Industry Asks Supreme Court to Invalidate California Law Regulating Treatment of Hogs Outside Its Borders

Industry Asks Supreme Court to Invalidate California Law Regulating Treatment of Hogs Outside Its Borders
A farmer walks through a hog pen on his farm in Polo, Ill., on Jan. 25, 2020. (Brendan Smialowski/AFP via Getty Images)
Matthew Vadum
9/29/2021
Updated:
9/30/2021

The pork industry is asking the Supreme Court to strike down a voter-approved law in California that would ban the sale of pork in the state from hogs raised anywhere in the world that fail to meet the state’s production standard requiring that each sow be given a specific amount of space, which exceeds industry norms.

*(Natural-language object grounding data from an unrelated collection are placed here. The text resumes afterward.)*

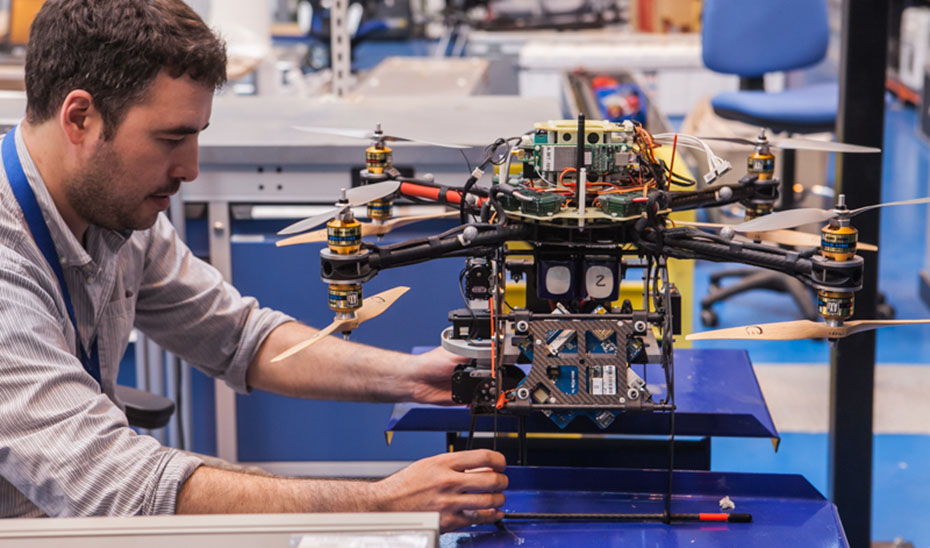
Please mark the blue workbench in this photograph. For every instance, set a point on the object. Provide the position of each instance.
(786, 510)
(716, 393)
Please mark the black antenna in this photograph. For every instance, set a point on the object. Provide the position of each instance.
(579, 197)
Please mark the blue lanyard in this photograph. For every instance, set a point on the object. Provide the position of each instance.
(43, 238)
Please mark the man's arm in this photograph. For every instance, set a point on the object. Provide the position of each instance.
(465, 488)
(338, 369)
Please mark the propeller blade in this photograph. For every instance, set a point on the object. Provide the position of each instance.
(797, 329)
(314, 237)
(310, 222)
(793, 238)
(858, 326)
(789, 218)
(425, 142)
(886, 204)
(374, 306)
(361, 195)
(300, 346)
(369, 229)
(354, 196)
(370, 135)
(780, 331)
(824, 146)
(354, 133)
(737, 140)
(798, 144)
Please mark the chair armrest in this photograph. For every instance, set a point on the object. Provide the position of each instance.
(143, 409)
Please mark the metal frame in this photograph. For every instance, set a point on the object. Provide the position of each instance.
(852, 361)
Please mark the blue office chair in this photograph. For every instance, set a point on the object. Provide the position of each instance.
(750, 38)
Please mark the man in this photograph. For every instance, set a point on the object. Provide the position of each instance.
(118, 91)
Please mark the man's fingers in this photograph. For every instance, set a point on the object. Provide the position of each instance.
(480, 501)
(477, 458)
(482, 482)
(475, 517)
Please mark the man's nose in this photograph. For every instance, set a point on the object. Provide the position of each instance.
(186, 167)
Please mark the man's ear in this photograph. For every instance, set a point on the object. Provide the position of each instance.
(79, 118)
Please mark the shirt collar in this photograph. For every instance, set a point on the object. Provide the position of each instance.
(70, 251)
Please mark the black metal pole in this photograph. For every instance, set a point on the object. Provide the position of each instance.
(860, 120)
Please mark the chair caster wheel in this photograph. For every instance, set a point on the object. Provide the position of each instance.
(709, 318)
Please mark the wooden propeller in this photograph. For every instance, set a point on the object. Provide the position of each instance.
(368, 229)
(372, 307)
(793, 238)
(797, 329)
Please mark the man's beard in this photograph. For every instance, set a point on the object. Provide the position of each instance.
(95, 193)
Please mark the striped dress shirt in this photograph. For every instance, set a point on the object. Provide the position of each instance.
(65, 446)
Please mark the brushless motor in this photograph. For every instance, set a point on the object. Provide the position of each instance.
(380, 210)
(377, 159)
(838, 242)
(345, 297)
(835, 305)
(344, 236)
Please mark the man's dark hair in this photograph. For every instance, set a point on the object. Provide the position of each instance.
(114, 49)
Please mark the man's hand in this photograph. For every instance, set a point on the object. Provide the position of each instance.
(464, 487)
(431, 376)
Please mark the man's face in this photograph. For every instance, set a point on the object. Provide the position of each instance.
(127, 180)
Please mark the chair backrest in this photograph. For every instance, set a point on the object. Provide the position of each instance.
(752, 37)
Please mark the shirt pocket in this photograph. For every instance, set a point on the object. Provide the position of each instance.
(113, 333)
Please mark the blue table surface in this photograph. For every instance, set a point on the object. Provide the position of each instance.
(716, 394)
(786, 510)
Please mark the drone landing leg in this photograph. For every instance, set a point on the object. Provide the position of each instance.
(521, 441)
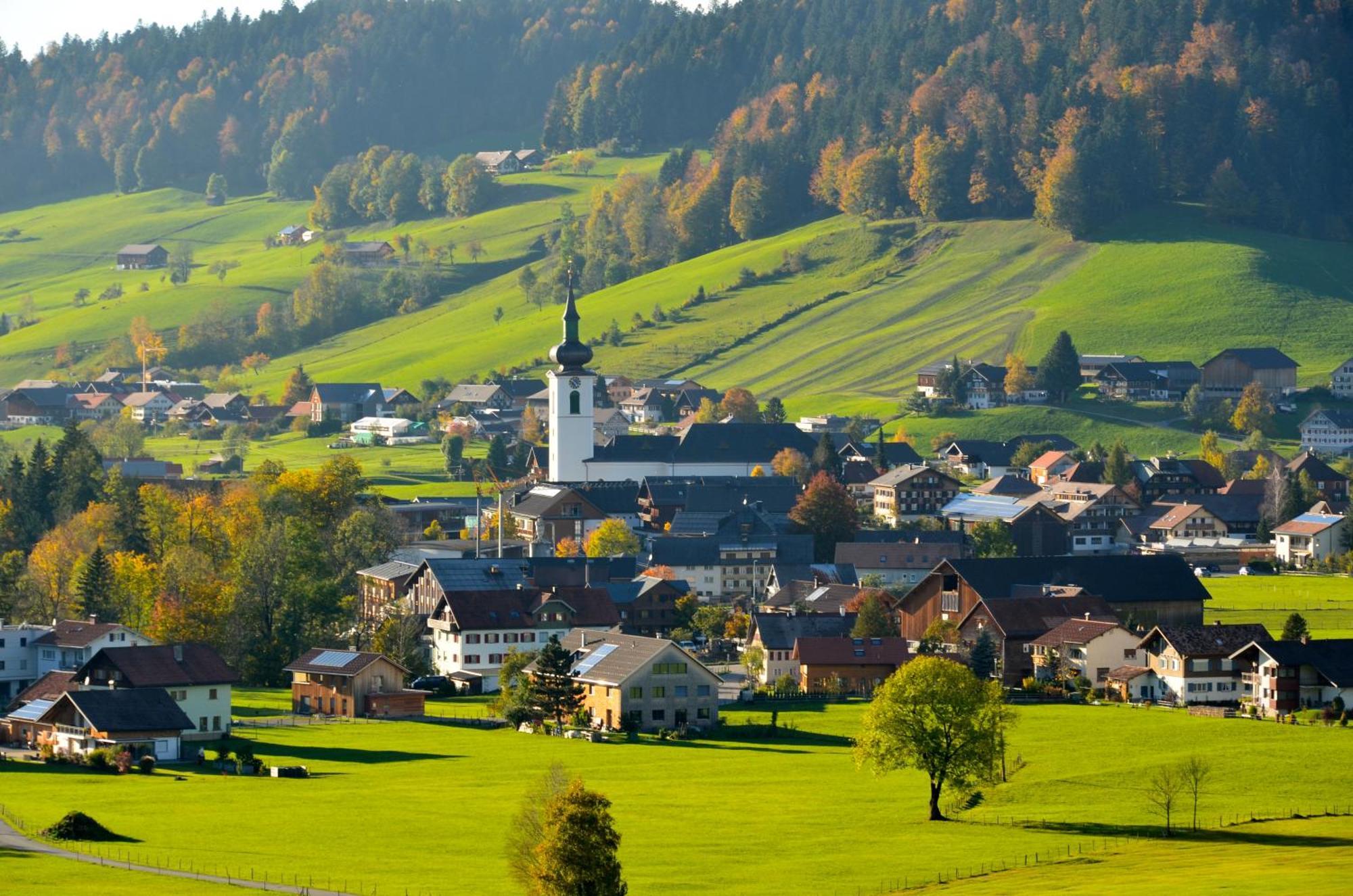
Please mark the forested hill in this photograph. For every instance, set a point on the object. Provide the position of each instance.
(282, 98)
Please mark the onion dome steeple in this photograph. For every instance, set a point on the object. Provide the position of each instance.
(573, 354)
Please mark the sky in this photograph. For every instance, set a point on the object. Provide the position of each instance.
(33, 24)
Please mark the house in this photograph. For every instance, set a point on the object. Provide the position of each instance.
(1341, 381)
(911, 492)
(642, 682)
(351, 684)
(900, 565)
(848, 665)
(1281, 677)
(478, 396)
(549, 513)
(1329, 482)
(776, 635)
(474, 631)
(1036, 528)
(1229, 373)
(647, 605)
(1187, 663)
(144, 720)
(194, 674)
(1328, 432)
(18, 659)
(1139, 589)
(140, 256)
(500, 163)
(95, 405)
(346, 402)
(381, 588)
(1013, 623)
(1310, 538)
(1086, 649)
(150, 408)
(71, 643)
(367, 254)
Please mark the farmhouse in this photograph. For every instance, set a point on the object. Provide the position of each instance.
(1144, 589)
(848, 665)
(140, 256)
(348, 682)
(145, 720)
(194, 674)
(646, 682)
(1281, 677)
(1228, 374)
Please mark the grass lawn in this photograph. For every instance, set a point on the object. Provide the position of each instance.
(1327, 601)
(687, 811)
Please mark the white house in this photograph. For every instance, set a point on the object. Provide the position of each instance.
(71, 643)
(194, 674)
(1328, 431)
(1310, 538)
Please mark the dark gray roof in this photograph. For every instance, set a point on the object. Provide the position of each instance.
(122, 711)
(780, 631)
(1126, 578)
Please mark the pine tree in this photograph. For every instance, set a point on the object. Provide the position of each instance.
(554, 690)
(95, 586)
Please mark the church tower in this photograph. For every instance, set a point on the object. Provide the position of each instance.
(570, 401)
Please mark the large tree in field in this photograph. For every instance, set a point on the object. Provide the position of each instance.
(827, 511)
(1060, 371)
(936, 716)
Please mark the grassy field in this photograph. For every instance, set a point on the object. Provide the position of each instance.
(688, 811)
(1327, 601)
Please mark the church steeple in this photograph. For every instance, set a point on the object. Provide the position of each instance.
(573, 354)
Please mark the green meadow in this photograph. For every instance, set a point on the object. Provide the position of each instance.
(735, 812)
(1325, 601)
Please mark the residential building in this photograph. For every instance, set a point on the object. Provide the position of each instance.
(144, 720)
(646, 682)
(71, 643)
(776, 635)
(848, 665)
(1281, 677)
(1229, 373)
(1187, 663)
(1328, 431)
(351, 684)
(474, 631)
(1310, 538)
(140, 256)
(1140, 589)
(1015, 621)
(1086, 649)
(911, 492)
(194, 674)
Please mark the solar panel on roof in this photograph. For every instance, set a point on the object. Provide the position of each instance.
(336, 658)
(32, 711)
(593, 658)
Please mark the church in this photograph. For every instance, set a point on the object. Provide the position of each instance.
(703, 450)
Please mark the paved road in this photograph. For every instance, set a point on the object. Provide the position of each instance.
(13, 839)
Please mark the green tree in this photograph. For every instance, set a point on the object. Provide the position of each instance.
(936, 716)
(826, 511)
(1295, 628)
(577, 854)
(1060, 371)
(992, 539)
(873, 619)
(555, 694)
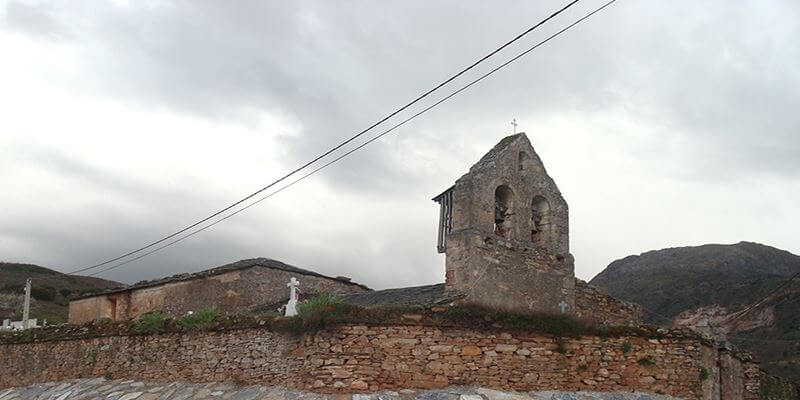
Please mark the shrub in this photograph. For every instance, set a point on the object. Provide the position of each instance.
(202, 319)
(151, 322)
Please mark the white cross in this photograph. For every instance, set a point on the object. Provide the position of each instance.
(291, 306)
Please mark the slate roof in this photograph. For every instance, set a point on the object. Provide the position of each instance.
(238, 265)
(418, 295)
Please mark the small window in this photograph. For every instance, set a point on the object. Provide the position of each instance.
(503, 211)
(523, 160)
(540, 220)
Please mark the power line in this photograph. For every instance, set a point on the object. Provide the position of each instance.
(374, 138)
(335, 148)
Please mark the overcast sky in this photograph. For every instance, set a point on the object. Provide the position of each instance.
(664, 123)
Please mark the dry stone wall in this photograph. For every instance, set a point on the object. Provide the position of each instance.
(361, 358)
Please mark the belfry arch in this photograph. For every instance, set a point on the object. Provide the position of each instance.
(503, 211)
(540, 220)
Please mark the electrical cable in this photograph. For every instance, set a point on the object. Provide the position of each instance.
(335, 148)
(374, 138)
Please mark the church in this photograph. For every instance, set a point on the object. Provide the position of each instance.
(504, 231)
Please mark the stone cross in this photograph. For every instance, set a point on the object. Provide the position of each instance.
(291, 306)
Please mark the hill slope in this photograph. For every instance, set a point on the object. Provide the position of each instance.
(50, 291)
(719, 279)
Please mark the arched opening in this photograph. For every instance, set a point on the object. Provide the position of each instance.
(523, 160)
(540, 220)
(503, 210)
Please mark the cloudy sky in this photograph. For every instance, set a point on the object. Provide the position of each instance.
(664, 123)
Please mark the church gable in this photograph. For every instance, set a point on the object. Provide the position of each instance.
(508, 193)
(504, 227)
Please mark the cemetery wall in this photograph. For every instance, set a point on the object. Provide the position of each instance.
(361, 358)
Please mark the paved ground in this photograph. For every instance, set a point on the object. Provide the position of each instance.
(100, 388)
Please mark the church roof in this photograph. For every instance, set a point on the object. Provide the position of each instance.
(238, 265)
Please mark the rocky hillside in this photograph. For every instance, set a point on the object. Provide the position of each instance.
(707, 284)
(50, 291)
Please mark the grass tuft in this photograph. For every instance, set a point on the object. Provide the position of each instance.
(152, 322)
(201, 319)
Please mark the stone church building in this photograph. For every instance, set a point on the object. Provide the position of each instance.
(504, 230)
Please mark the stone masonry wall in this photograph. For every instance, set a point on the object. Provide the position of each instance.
(359, 358)
(593, 305)
(505, 275)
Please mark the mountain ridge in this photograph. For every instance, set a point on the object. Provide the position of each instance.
(710, 284)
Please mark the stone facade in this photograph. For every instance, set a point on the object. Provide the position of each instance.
(236, 288)
(362, 358)
(507, 234)
(594, 306)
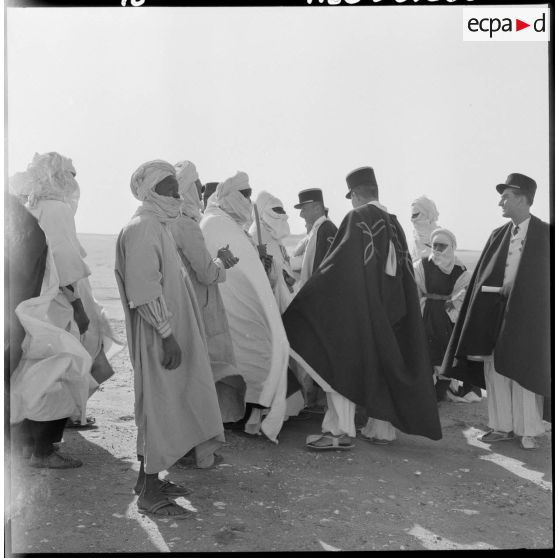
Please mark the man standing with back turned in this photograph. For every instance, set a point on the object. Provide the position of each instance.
(356, 328)
(503, 328)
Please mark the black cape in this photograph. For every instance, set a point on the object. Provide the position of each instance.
(361, 330)
(324, 238)
(517, 329)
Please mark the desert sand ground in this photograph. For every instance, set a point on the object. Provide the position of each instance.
(456, 493)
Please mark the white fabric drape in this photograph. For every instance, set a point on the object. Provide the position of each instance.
(259, 339)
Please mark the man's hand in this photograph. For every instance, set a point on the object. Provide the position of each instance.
(289, 280)
(505, 289)
(267, 261)
(80, 316)
(226, 256)
(172, 355)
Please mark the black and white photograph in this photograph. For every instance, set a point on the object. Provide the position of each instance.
(278, 278)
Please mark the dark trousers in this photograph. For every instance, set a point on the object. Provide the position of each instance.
(40, 436)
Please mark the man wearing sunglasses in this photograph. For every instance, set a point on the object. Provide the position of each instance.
(502, 336)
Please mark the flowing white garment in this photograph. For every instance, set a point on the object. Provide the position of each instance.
(52, 380)
(259, 339)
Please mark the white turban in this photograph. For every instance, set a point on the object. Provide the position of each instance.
(148, 175)
(423, 225)
(426, 208)
(186, 174)
(276, 223)
(227, 196)
(49, 176)
(235, 183)
(444, 260)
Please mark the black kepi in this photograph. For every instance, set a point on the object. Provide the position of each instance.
(363, 176)
(309, 195)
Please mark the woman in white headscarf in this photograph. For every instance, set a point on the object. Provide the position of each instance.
(442, 281)
(274, 227)
(259, 340)
(206, 273)
(52, 195)
(424, 217)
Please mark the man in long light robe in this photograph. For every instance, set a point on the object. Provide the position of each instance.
(206, 273)
(176, 403)
(54, 372)
(260, 343)
(274, 227)
(424, 217)
(502, 337)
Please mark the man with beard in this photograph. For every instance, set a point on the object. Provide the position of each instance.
(502, 336)
(355, 327)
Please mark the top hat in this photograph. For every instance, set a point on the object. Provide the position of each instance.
(309, 195)
(208, 189)
(363, 176)
(523, 184)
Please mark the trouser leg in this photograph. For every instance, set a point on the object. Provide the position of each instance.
(499, 398)
(45, 434)
(340, 415)
(380, 429)
(527, 410)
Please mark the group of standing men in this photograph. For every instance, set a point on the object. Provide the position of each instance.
(225, 330)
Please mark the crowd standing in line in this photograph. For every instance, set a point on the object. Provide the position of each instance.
(226, 331)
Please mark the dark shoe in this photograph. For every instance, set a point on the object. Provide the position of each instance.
(56, 460)
(71, 423)
(496, 436)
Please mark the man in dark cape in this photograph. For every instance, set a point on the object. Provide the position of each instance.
(503, 329)
(356, 328)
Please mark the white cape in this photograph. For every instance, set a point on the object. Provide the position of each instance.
(259, 339)
(52, 380)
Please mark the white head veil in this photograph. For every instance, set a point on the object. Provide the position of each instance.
(276, 223)
(187, 175)
(49, 176)
(228, 198)
(445, 260)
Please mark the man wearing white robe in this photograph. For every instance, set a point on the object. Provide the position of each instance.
(260, 343)
(274, 227)
(176, 404)
(424, 217)
(206, 273)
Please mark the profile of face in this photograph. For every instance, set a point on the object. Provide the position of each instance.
(199, 188)
(512, 205)
(439, 246)
(416, 215)
(247, 193)
(310, 212)
(168, 187)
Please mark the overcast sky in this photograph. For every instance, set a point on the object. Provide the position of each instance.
(295, 97)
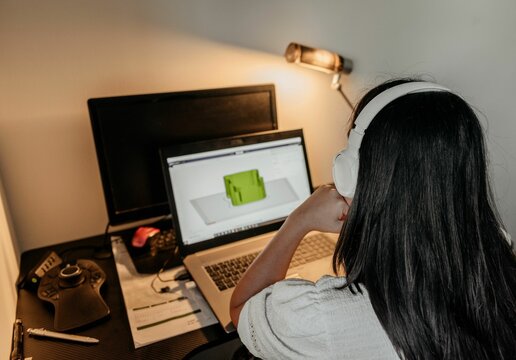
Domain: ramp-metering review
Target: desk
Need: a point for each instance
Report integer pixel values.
(113, 332)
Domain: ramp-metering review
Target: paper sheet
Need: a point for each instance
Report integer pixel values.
(157, 316)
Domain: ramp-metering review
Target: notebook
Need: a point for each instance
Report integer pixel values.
(228, 197)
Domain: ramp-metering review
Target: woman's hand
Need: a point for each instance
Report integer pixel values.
(324, 211)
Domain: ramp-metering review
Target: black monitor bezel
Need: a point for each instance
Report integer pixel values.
(120, 216)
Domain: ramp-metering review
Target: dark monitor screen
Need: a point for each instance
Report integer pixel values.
(129, 131)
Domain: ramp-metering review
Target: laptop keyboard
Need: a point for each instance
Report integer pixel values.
(226, 274)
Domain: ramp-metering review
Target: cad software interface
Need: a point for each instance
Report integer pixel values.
(224, 191)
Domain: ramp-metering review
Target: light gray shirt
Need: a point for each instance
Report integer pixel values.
(299, 319)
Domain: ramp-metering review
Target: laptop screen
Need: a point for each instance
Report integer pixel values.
(227, 188)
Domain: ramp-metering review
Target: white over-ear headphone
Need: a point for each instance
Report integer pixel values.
(345, 164)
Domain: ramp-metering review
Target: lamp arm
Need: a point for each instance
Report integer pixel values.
(336, 85)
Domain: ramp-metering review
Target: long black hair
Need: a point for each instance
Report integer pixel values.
(423, 235)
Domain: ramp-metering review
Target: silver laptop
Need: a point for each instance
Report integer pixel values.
(228, 197)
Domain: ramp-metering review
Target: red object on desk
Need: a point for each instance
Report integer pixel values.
(142, 234)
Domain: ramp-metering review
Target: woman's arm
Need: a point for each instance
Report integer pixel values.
(324, 211)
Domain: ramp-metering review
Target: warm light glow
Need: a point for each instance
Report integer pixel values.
(317, 59)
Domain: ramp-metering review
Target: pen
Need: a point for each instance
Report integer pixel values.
(56, 335)
(17, 347)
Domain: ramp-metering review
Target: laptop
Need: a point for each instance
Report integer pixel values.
(228, 197)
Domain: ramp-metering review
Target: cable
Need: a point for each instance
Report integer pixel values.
(104, 251)
(345, 98)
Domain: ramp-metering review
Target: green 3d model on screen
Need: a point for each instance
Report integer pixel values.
(244, 187)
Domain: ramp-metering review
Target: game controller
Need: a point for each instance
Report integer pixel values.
(74, 291)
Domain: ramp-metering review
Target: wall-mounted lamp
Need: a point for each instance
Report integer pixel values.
(321, 60)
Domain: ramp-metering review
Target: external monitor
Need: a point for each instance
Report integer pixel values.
(129, 131)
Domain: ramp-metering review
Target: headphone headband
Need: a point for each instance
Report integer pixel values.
(345, 163)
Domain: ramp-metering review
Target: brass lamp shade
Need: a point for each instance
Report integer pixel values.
(317, 59)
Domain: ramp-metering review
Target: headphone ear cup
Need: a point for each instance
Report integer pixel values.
(345, 173)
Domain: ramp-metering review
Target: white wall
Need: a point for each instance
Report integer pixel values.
(56, 54)
(8, 274)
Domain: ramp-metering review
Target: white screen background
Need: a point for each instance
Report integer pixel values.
(196, 179)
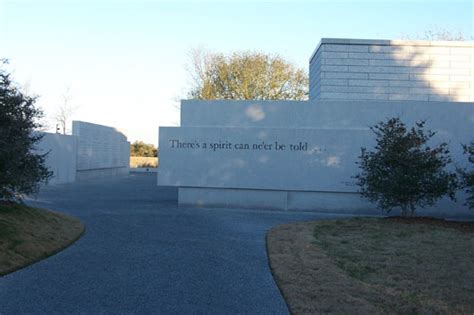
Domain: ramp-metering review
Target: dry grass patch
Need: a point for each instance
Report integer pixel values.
(372, 265)
(28, 235)
(145, 162)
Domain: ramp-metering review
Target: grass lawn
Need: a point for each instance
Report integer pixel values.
(28, 235)
(375, 265)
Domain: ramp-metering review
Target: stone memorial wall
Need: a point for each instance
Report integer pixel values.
(102, 150)
(61, 158)
(291, 155)
(355, 69)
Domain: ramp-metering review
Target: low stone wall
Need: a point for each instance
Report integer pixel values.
(294, 155)
(356, 69)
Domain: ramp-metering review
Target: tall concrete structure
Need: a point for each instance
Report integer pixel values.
(291, 155)
(102, 150)
(355, 69)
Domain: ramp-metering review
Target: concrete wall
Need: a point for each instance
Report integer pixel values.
(61, 159)
(353, 69)
(102, 150)
(315, 177)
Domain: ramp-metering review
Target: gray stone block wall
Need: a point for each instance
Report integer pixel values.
(349, 69)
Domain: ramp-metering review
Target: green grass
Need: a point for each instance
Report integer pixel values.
(419, 266)
(30, 234)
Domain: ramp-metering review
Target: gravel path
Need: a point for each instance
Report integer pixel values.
(141, 253)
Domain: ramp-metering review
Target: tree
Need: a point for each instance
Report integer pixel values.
(139, 148)
(65, 111)
(403, 171)
(246, 76)
(467, 176)
(21, 170)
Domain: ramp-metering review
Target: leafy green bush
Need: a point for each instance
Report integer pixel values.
(468, 175)
(403, 171)
(21, 170)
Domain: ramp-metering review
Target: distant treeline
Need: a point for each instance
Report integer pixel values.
(139, 148)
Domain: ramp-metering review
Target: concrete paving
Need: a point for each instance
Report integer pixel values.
(141, 253)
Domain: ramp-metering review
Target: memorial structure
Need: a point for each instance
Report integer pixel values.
(92, 151)
(301, 155)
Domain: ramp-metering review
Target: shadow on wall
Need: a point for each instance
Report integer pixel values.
(392, 70)
(435, 73)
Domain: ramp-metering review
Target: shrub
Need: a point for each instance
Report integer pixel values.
(467, 176)
(21, 170)
(403, 171)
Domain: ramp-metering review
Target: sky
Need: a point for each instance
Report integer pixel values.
(125, 63)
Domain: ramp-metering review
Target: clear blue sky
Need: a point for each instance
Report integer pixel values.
(125, 61)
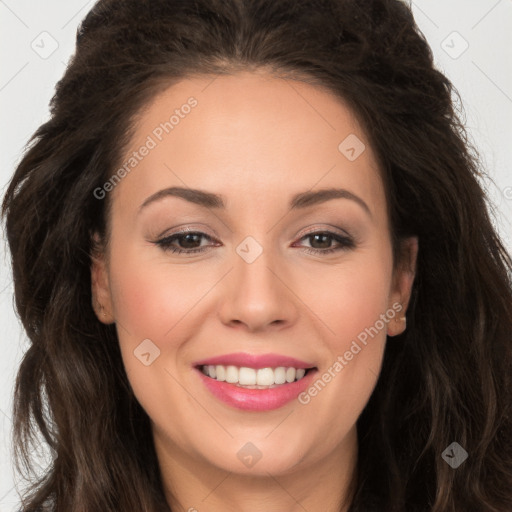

California officials are drafting implementing regulations for the law, which supporters promoted as an animal welfare measure, that will take effect Jan. 1, 2022. To continue selling pork to the 40 million consumers who live in the state, which represents about 15 percent of the U.S. pork market, pork producers would have to switch to new sow housing systems at a cost in the billions of dollars, new expenses that will be borne by consumers through increased pork prices, according to the American Farm Bureau Federation.

“We’re asking the Supreme Court to consider the constitutionality of one state imposing regulations that reach far outside its borders and stifle interstate and international commerce,” National Pork Producers Council President Jen Sorenson said in a statement.

“In this case, arbitrary animal housing standards that lack any scientific, technical or agricultural basis and that will only inflict harm on U.S. hog farmers.”

California Proposition 12, the Farm Animal Confinement Initiative, appeared on the ballot in the Golden State on Nov. 6, 2018, as a proposed initiated state statute. The question was approved on a vote of 62.66 percent “yes” (7,551,434 votes) to 37.34 percent “no” (4,499,702 votes), according to Ballotpedia.

The initiative would “establish minimum space requirements based on square feet for calves raised for veal, breeding pigs, and egg-laying hens and ban the sale of (a) veal from calves, (b) pork from breeding pigs, and (c) eggs from hens when the animals are confined to areas below minimum square-feet requirements.”

The petition in the case, National Pork Producers Council v. Ross, court file 21-468, was filed with the Supreme Court on Sept. 27. The other petitioner is the American Farm Bureau Federation (AFBF). Karen Ross, a respondent, is secretary of the California Department of Food and Agriculture (CDFA). The other respondents are Dr. Tomás Aragón, director of the California Department of Public Health, and Rob Bonta, the state’s attorney general.

The appeal comes after the U.S. Court of Appeals for the 9th Circuit ruled against the petitioners in July, finding there was no violation of the Constitution and that the new law could lead to “dramatic upstream effects and ... pervasive changes to the pork industry nationwide.” The petitioners argue that the decision conflicts with other federal circuit court rulings.

Proposition 12 makes it both a criminal and civil violation to sell pork in the state “unless the pig it comes from was born to a sow—an adult female—that was housed with 24 square feet of space and in conditions that allow the sow to turn around freely without touching her enclosure,” according to the petition to the Supreme Court.

Almost no commercially bred sows in the United States are given 24 square feet of living space, “even those raised in group pens; and farmers almost universally keep sows in individual pens that do not comply with Proposition 12 during the period between weaning and confirmation of pregnancy, for animal health and business reasons.”

The petitioners argue that the Commerce Clause gives Congress the authority to regulate trade among the states and restricts states from regulating commerce outside their borders, except for public health and safety-related reasons.

“Small family farms well beyond California’s borders will be hit hardest as they are forced to make expensive and unnecessary changes to their operations,” said AFBF President Zippy Duvall in a statement.

Steve Lyle, director of public affairs for the California Department of Agriculture, when asked about the appeal to the Supreme Court, said, “We have no comment at this time.”